BD, bipolar disorder; CAD, coronary artery disease; CD, Crohn's disease; HT, hypertension; RA, rheumatoid arthritis; SNP, single-nucleotide polymorphism; T1D, type 1 diabetes; T2D, type 2 diabetes.
To place these results in the context of previous studies, we defined three categories of eQTL-associated disease candidate genes. Genes in category A are those where expression change has already been related to the relevant disease. Those in category B are cases where the eQTL candidate gene has already been proposed as disease involved, usually from a GWA study, but an expression mechanism has not previously been suggested. The genes in category C are those that have not previously been proposed as disease relevant. (Genes in the strong LD immune protein region on chromosome 6 are not included because of ambiguous candidate gene assignments.) Table 4 shows the number of loci with genes in each category for each disease. Only 15 disease candidate genes have a previously proposed expression mechanism. There are 94 genes in category B—previously disease-associated genes where we have now identified a putative expression mechanism. False positives are most likely to be in category C, but we do expect that a substantial fraction of these new disease candidate genes will turn out to be correct. As illustrated below, in some cases, the new candidates are supported by circumstantial evidence of biological relevance.
Table 4.
Category | BD | CAD | CD | HT | RA | T1D | T2D |
---|---|---|---|---|---|---|---|
A | 1 | 4 | 4 | 0 | 1 | 2 | 3 |
B | 21 | 12 | 38 | 3 | 12 | 9 | 4 |
C | 25 | 23 | 67 | 8 | 26 | 35 | 14 |
Category A genes are those where an expression mechanism has previously been suggested and the new analysis supports that finding. Category B genes are those where the disease candidate gene has previously been suggested and we have now identified a putative expression mechanism. Category C genes are those where the expression-related candidate genes have not previously been suggested as disease relevant.

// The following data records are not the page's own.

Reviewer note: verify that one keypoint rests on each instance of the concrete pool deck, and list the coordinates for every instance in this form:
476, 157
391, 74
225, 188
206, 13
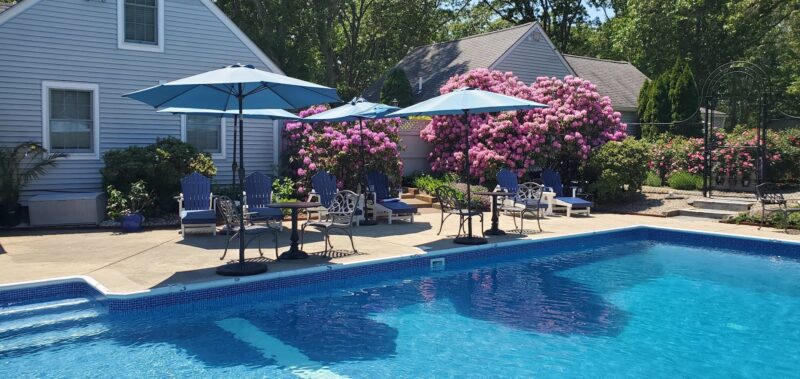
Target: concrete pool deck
135, 262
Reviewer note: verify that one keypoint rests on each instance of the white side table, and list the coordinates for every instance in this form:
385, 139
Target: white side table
549, 197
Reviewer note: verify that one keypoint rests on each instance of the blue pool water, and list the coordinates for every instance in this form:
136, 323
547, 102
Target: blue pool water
631, 309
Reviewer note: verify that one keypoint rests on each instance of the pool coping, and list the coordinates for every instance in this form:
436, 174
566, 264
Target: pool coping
178, 288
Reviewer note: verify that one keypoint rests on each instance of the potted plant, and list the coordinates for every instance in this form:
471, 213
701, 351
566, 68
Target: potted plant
128, 208
20, 165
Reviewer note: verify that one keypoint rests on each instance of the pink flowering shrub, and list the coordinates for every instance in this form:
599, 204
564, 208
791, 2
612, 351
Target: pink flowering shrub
576, 121
335, 147
734, 155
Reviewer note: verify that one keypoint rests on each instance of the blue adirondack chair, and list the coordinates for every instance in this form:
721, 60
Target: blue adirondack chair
552, 180
324, 185
383, 204
258, 194
196, 205
527, 198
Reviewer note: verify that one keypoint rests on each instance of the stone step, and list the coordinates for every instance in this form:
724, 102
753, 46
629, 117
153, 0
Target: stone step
715, 214
722, 205
426, 198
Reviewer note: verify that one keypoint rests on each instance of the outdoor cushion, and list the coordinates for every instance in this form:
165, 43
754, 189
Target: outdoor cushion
266, 213
399, 207
576, 202
208, 216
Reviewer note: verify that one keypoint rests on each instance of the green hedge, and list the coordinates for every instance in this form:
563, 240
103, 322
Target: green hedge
617, 169
160, 165
683, 180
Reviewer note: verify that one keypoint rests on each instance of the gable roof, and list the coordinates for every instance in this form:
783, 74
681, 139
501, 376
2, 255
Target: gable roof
10, 9
620, 81
436, 63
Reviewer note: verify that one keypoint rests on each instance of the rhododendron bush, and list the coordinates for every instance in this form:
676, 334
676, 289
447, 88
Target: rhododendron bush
576, 121
334, 147
734, 156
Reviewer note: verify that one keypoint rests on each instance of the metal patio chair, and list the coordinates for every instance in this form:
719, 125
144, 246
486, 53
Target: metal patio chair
230, 214
339, 214
451, 205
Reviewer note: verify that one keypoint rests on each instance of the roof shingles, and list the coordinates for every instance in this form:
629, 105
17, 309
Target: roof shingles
436, 63
620, 81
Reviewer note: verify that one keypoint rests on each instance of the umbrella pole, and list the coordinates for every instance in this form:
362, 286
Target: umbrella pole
241, 176
233, 165
367, 220
469, 239
241, 268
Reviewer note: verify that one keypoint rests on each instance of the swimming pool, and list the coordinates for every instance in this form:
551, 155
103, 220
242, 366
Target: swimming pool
631, 303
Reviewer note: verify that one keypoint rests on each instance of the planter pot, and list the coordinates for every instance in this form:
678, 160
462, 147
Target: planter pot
132, 223
10, 217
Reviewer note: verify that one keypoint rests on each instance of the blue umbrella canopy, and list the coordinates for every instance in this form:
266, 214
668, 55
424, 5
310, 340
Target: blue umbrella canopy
354, 110
223, 89
467, 100
269, 114
238, 87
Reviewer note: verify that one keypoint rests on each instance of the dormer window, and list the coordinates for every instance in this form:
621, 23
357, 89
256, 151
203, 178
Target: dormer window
140, 25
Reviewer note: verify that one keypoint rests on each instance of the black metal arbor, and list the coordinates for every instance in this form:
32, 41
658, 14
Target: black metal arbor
740, 90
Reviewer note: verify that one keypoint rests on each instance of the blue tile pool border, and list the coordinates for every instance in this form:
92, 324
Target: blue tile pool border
229, 287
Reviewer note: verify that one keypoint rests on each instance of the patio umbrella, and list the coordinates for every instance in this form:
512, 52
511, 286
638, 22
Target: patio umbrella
357, 109
237, 87
268, 114
467, 101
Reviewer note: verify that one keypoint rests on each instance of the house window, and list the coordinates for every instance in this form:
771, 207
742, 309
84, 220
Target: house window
70, 114
140, 24
206, 133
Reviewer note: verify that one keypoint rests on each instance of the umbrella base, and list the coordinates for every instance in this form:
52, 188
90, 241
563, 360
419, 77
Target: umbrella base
471, 240
368, 222
242, 269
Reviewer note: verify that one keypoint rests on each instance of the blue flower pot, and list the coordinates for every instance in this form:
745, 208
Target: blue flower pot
132, 223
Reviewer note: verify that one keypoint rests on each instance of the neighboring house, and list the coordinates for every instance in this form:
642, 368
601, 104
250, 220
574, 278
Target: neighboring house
620, 81
524, 50
65, 65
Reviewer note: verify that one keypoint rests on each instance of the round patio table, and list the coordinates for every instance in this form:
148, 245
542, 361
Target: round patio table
494, 230
294, 251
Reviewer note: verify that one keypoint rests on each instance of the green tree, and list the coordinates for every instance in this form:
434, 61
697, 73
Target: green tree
397, 87
683, 98
659, 109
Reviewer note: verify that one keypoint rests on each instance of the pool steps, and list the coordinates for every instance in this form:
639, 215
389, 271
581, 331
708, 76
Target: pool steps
34, 326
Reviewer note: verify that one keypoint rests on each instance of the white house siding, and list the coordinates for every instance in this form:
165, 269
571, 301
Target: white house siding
76, 41
533, 56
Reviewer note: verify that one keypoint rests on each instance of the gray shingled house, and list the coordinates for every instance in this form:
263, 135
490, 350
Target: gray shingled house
527, 52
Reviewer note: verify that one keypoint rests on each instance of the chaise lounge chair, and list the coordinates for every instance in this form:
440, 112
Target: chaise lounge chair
383, 204
257, 196
196, 205
324, 188
552, 180
527, 198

Examples of disease-associated eQTL relationships
GALNT4 and hypertension
A marker SNP, rs2681472, on chromosome region 12q21.3 is significantly associated with HT in European origin and East Asian populations (Cho et al., 2012; Hong et al., 2010) and these GWA studies have proposed the ATP2B1 gene (ATPase, Ca++ transporting, plasma membrane 1) as a nearby candidate gene for involvement in HT. A recent study has shown that ATP2B1 is involved in calcium homeostasis related to essential HT (Hirawa et al., 2013). From our eQTL analysis, we found no eQTL SNPs in this region associated with ATP2B1 expression. However, two studies (Grundberg et al., 2012; Zeller et al., 2010) included in the integrated set have several SNPs that are within 0.005 cM of the disease marker and that are significantly associated with the expression level of another nearby gene, GALNT4 (polypeptide N-acetylgalactosaminyltransferase 4). Although there is no GWA study showing an association between GALNT4 and HT, one recent GWA study suggested that GALNT4 plays a causal role in susceptibility to atherosclerosis related to high blood pressure (Erbilgin et al., 2013). N-acetylgalactosaminyltransferase 4 is thought to be involved in endothelial–platelet interactions by O-glycosylating the threonine residues of the P-selectin glycoprotein ligand (PSGL-1) (Erbilgin et al., 2013). Thus, the underlying mechanism in the 12q21.3 region associated with HT likely involves altered expression of GALNT4.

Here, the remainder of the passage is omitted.